Макс и Лючия отказываются предавать прошлое. Остается довести до конца старую игру, что равносильно не бегству от реальности (кто их только в этом не обвиняет), а прорыву в реальность. По сравнению с теми сатанинскими играми, которые ведут «товарищи по партии», отношения Макса и Лючии выглядят более естественными и органичными. Макс более последователен , чем его «товарищи по партии». Именно это Кельвину Крису и ставит в заслугу Хари, защищаясь от Сарториуса. По крайней мере, отношения Макса и Лючии менее извращены, чем логика людей, пытающихся начать жизнь с белого листа, тем более, что этот лист они и не переставали заливать кровью.
Войны развязываются в кабинетах, ведутся в окопах, а заканчиваются в постелях. Вынесенный из войны опыт смерти, как физической, так и духовной, опыт «превозмогания сострадания», опыт насилия осмысленного, бессмысленного, полуосознаваемого не проходит даром. Он становится интимным опытом, глубинным переживанием, замешанным на садомазохистских комплексах, к которым в то же время было бы наивно свести отношения Макса и Лючии, какими бы они ни казались искаженными.
Мы уже говорили о том, что Фромм в работе «Бегство от свободы» не только критикует авторитарный тип личности, питательная почва для которого была создана в Германии, но выставляет серьезный счет той демократии, которая хотя и составляла крыло антигитлеровской коалиции, однако хорошо усвоила ферменты фашизма, корни которого питает ничтожность и бессилие индивида. Далее Фромм пишет: «Стараниями многих психиатров, в том числе и психоаналитиков, создан образ “нормального” человека, который никогда не бывает слишком грустен, слишком сердит или слишком взволнован. Черты характера или тип личности, не подходящий под этот стандарт, они неодобрительно обозначают как “инфантильные” или “невротические”» [504]. Фромм указывает на диктат стандарта, освященного авторитетом науки, того стандарта, который покушается на самобытность личности уже не с позиций тоталитарного государства, а с позиций общества потребления.
Фреску современного общества потребления, развернутую визуальную метафору одной из моделей социальной утопии создал режиссер Годфри Реджио в союзе с оператором Роном Фрике и композитором Филиппом Глассом в документальном фильме «Каянискатси» (1982). Реджио противопоставляет, как нам кажется, не столько природу цивилизации, хотя пафос такого противопоставления очевиден, сколько выхваченное из толпы уникальное человеческое лицо – клубящейся и бурлящей материи, лица не имеющей, будь то каскад облаков и вод или поток автомобилей и пешеходов. Настороженное и недоверчивое, потерянное человеческое лицо несет на себе печать не только усталости, но и духовной реальности, тогда как всё остальное – организм природы и механизм цивилизации – не более чем игра бесконечно друг друга сменяющих форм, которые могут ошеломлять, но которые невозможно полюбить. Нет в мире ничего более значительного, более выражающего тайну существования, чем человеческое лицо [505], напишет Н. Бердяев. Лицо свидетельствует о том, что человек есть целостное существо, не раздвоенное на дух и плоть, на душу и тело. Лицо значит, что дух победил сопротивление материи [506]. Крупный план человеческого лица выдержал в фильме Реджио такую проверку на прочность, которой его, кажется, еще не подвергали. Крупный план лица устоял перед натиском материи, которая буквально вышла из берегов, восстала, но была укрощена кротостью наших застигнутых врасплох неинтересных или напрасно интересных лиц.

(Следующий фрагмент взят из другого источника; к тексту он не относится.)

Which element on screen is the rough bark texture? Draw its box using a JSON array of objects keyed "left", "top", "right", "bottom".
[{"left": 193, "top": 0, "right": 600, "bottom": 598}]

Аристотель полагал, что целостностью обладает организм, так как в нем имеются части, которые невозможно заменить, в отличие от механизма, легко поддающегося демонтажу. Какой же целостностью должно обладать человеческое лицо, если каждый его штрих, от первого до последнего, в своем пределе незаменим и неотторжим. Если черт, которые можно было бы «пересадить», вообще не существует. Именно черт, а не органов. Выражение глаз, пишет Бердяев, не есть объект и не принадлежит к объективированному физическому миру, оно есть чистое обнаружение существования, есть явление духа [507]. Лицо обладает выражением, оно (и это показали нам авторы фильма) самыми тесными узами связано с реальностью, которая не исчерпывается объективированным физическим миром. Однако стоит камере «отъехать», потерять лицо в толпе, как человек и город тут же превращаются в механизм, в вещь, природа которой, утратив свое подлинно символическое значение, становится иллюзорной.